Het is natuurlijk onzeker of nader onderzoek naar de mogelijkheid om schrijfvaardigheid valide, betrouwbaar en uitvoerbaar te toetsen in havo/vwo zou resulteren in de opname ervan in het centraal examen. Maar dat onderzoek op voorhand uitsluiten is een gemiste kans.
Een vervolgcommissie
De voorstellen van de vakvernieuwingscommissie voor verdeling van de eindtermen over centraal en schoolexamen zijn naar mijn mening onder de maat, evenals die voor de inrichting van het centraal examen op kortere en langere termijn.

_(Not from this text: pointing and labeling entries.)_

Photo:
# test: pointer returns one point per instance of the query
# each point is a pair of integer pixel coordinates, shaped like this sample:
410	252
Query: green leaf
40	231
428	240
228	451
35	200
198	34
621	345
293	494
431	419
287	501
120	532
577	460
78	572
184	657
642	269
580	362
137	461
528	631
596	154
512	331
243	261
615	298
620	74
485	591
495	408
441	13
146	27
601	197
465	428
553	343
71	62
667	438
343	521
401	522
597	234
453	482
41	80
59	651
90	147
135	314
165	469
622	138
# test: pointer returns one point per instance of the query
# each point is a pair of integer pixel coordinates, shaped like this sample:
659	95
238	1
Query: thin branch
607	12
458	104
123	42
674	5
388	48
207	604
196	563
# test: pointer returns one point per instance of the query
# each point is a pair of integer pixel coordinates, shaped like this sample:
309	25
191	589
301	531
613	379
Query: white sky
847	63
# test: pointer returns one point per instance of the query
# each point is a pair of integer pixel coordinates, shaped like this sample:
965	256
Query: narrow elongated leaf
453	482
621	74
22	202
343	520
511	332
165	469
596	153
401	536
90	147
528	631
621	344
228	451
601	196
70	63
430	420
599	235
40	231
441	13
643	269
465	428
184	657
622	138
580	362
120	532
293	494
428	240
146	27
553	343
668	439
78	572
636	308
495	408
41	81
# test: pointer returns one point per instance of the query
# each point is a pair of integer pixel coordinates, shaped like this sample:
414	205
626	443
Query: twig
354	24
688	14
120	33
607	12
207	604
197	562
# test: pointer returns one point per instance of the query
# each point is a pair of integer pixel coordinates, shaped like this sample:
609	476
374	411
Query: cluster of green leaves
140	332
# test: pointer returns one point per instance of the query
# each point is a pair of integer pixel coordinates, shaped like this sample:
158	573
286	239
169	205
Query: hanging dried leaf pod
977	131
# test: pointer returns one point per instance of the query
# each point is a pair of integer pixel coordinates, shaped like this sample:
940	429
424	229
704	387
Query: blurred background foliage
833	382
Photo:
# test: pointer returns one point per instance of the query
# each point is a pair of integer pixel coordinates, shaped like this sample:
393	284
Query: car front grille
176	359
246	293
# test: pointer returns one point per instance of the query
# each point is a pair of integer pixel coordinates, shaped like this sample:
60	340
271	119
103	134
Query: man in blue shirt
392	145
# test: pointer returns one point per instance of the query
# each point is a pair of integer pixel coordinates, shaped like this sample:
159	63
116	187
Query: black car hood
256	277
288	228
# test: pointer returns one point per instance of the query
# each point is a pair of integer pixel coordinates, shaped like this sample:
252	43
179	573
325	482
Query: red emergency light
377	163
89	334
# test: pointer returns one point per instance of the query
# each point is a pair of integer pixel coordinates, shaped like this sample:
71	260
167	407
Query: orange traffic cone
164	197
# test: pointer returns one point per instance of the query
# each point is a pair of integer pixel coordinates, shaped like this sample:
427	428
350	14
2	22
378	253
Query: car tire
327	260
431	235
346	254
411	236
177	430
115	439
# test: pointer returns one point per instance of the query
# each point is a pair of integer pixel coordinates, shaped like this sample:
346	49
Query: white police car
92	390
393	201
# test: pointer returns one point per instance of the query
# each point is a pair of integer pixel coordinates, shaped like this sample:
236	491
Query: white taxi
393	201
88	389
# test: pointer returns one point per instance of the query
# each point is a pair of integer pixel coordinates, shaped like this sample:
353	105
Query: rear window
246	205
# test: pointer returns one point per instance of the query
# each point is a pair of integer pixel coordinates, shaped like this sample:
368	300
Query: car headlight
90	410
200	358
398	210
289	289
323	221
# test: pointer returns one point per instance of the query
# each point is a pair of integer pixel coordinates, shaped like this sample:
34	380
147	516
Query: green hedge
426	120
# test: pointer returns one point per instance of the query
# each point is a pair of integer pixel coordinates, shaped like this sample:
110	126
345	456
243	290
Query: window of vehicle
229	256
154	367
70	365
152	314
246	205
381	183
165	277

Het beste zou zijn om een vervolgcommissie in te stellen die deze vraagstukken opnieuw bekijkt. Van die commissie zouden dan wel, anders dan bij de vakvernieuwingscommissie, leden deel uit moeten maken met expertise op het gebied van toetsing en examinering.
Literatuur
Rooijackers, P., Stevens, C. & Evers-Vermeul, J. (2024). Nieuwe wegen, nieuwe uitdagingen? Reflectie op het vwo-examen Nederlands 2024. Levende Talen Magazine 111 (7), 18-22.
gert rijlaarsdam zegt
Deze kritische bijdrage over de voorstellen zijn me uit het hart gegrepen. Het is duidelijk dat de voorstellen nog een denkslag nodig hebben: zo zijn ook de reacties van een flink onderzoek onder docenten over het relatieve belang van de eindtermen en de samenhang niet verwerkt in het uiteindelijke voorstel. Ik steun het voorstel dat het huidige voorstel nog eens terdege tegen het licht gehouden wordt: er waren ontwerpeisen (tegen versnippering, meer samenhang, betere verdeling van onderdelen in het centraal schriftelijk examen, enzomeer). het werk van zo’n commissie zou prima passen in deze periode waarin de voorstellen op bruikbaarheid beproefd gaan worden. Het is wel zo dat de huidige voorstellen al flink door citomensen van commentaar zijn voorzien gedurende het hele traject (dat is niet beschikbaar, geloof ik). Dat schrijfvaardigheid niet is opgenomen in het centraal schriftelijk examen heeft ook wel te maken met de huiver die er in Arnhem is tegen de meting van schrijfvaardigheid. In andere landen wordt schirjfvaardigheid wel getoetst, maar ook in nederland, in het internationale baccalaureaat. Zie Wat kunnen we leren van het IB-examen Nederlands? Deel 1: De comparative. (2021). Levende Talen Magazine, 108(6), 10-14. https://lt-tijdschriften.nl/ojs/index.php/ltm/article/view/2184. Omdat het leerplan toch wel weer vijftien jaar mee moet, is zo’n investering via een refelctieve commissie in de kwaliteit van het voorstel de moeite waard.
Anneke Neijt zegt
Goed dat je het rapport tegen het licht houdt. Naast vanzelfsprekend validiteit en betrouwbaarheid moet het gaan om haalbaarheid en vermijding van ongewenste bijeffecten van ’teaching to the test’. Krijgen deze twee punten voldoende aandacht in de nieuwe voorstellen? Wordt er gezocht naar vereenvoudiging van de centrale toetsing? De ene toets is immers veel bewerkelijker dan de andere. Bijvoorbeeld, als leerlingen een samenvatting, een vervolgvraag of een punt van kritiek moeten schrijven van 75 tot150 woorden dan is dat gemakkelijker na te kijken dan een brief van 300 tot 400 woorden. Beoordeling op een schaal van onvoldoende-twijfel-voldoende is gemakkelijker dan beoordeling op een tienpuntsschaal. Bij taalvaardigheid toetsen is een woordenschattoets verreweg het eenvoudigst. Heeft het rapport oog voor deze twee aspecten?